Shadowcloaks Read online

Page 20


  “Is that Magnus’s sword? Lucinda asks.

  The thug grins and nods. His chest inflates and he holds it out to Lucinda. “T’was Petri’s, my lady, before he died. It fell to me on account of his debt.” Then he frowns, as if making a supreme effort. “But if it belongs to your people—” He lets the sentence die. He doesn’t have the heart to finish it.

  Lucinda smiles at him and hefts the sword-turned-cudgel. She looks it over thoroughly and hands it back to him. “It’s lucky to have a second life with you. You should keep it.”

  “A third life,” the thug says. “Petri used it for a crutch.”

  “It could have nine lives,” I say, “but I still wouldn’t call it ‘lucky.’”

  I turn away and pace the footing stones. These jut into the tunnel like big, square teeth from a coppery gum. The gap between them is just like Barkus described it, just like in the model. Though only a portion of them are visible, they are massive things untouched by pick or magic.

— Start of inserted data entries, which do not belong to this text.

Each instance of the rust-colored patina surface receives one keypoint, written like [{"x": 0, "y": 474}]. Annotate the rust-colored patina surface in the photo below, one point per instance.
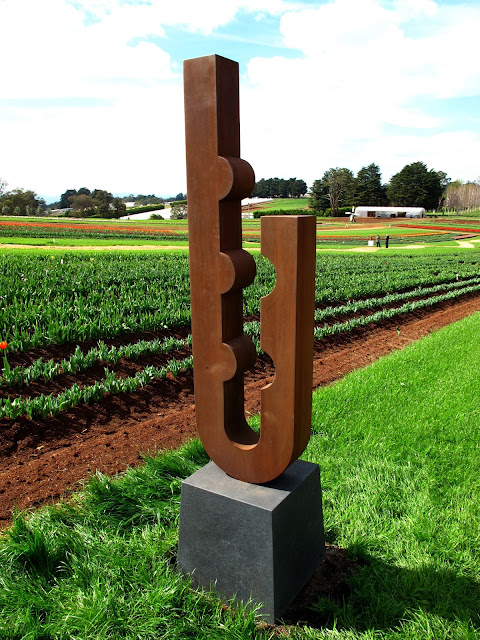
[{"x": 217, "y": 180}]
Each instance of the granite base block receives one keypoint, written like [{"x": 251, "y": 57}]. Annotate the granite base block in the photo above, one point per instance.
[{"x": 258, "y": 543}]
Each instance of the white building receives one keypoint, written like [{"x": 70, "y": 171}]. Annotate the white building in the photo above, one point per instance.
[{"x": 390, "y": 212}]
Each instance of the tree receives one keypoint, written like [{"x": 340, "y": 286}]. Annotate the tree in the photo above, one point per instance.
[
  {"x": 179, "y": 211},
  {"x": 459, "y": 195},
  {"x": 417, "y": 186},
  {"x": 19, "y": 202},
  {"x": 337, "y": 188},
  {"x": 83, "y": 205},
  {"x": 279, "y": 188},
  {"x": 65, "y": 201},
  {"x": 368, "y": 187}
]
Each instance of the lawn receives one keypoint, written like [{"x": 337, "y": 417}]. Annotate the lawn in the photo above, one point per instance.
[{"x": 398, "y": 449}]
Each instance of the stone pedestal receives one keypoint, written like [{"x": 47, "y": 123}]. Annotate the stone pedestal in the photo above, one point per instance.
[{"x": 247, "y": 541}]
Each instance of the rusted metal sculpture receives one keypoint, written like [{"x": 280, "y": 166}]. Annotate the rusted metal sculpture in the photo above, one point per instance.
[{"x": 217, "y": 180}]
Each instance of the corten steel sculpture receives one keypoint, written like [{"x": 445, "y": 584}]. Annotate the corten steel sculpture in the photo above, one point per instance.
[{"x": 217, "y": 180}]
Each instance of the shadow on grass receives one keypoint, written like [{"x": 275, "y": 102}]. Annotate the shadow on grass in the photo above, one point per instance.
[{"x": 355, "y": 591}]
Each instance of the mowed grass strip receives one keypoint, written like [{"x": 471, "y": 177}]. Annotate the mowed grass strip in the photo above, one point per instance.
[
  {"x": 398, "y": 448},
  {"x": 399, "y": 451}
]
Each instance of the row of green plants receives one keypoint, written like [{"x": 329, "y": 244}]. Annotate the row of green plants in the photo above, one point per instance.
[
  {"x": 81, "y": 361},
  {"x": 253, "y": 328},
  {"x": 400, "y": 486},
  {"x": 96, "y": 232},
  {"x": 48, "y": 300},
  {"x": 51, "y": 405}
]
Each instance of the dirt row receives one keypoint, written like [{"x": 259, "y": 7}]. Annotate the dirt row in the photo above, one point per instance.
[{"x": 44, "y": 460}]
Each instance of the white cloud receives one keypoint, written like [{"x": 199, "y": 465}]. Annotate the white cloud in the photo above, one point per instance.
[{"x": 363, "y": 65}]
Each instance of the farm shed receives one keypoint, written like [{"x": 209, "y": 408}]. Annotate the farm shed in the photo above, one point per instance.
[{"x": 390, "y": 212}]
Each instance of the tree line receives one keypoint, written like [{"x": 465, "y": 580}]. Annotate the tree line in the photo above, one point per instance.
[
  {"x": 414, "y": 186},
  {"x": 279, "y": 188}
]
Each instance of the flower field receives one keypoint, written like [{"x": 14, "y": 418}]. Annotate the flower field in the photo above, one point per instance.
[
  {"x": 85, "y": 318},
  {"x": 55, "y": 230}
]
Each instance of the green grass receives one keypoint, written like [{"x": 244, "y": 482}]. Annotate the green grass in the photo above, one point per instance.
[{"x": 398, "y": 448}]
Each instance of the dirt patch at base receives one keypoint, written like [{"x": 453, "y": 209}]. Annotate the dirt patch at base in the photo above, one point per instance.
[{"x": 43, "y": 460}]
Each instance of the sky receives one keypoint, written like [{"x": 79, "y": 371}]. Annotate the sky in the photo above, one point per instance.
[{"x": 91, "y": 91}]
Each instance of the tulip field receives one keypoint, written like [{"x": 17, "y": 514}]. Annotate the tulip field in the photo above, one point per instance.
[{"x": 88, "y": 315}]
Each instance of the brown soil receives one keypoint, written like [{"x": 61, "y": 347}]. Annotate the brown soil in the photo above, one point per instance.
[{"x": 43, "y": 460}]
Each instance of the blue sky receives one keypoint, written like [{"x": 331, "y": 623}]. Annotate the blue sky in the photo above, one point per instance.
[{"x": 91, "y": 91}]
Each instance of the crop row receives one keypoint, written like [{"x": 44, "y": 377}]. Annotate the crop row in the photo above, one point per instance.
[
  {"x": 80, "y": 361},
  {"x": 56, "y": 300},
  {"x": 79, "y": 231},
  {"x": 51, "y": 405},
  {"x": 355, "y": 306},
  {"x": 253, "y": 328},
  {"x": 45, "y": 405}
]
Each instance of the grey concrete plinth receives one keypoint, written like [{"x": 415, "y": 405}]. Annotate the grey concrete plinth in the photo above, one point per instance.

  I smell danger at the deliberately mislaid footing. I smell danger, but there are no pressure plates, no air tubes, no wires. None of the mechanics I’ve come to associate with Tom. The stone path between the footings is dusty, and the dust blows free at my bidding. There are no tell-tales. No fissures in the rock, nothing to explain the hair rising on the back of my neck.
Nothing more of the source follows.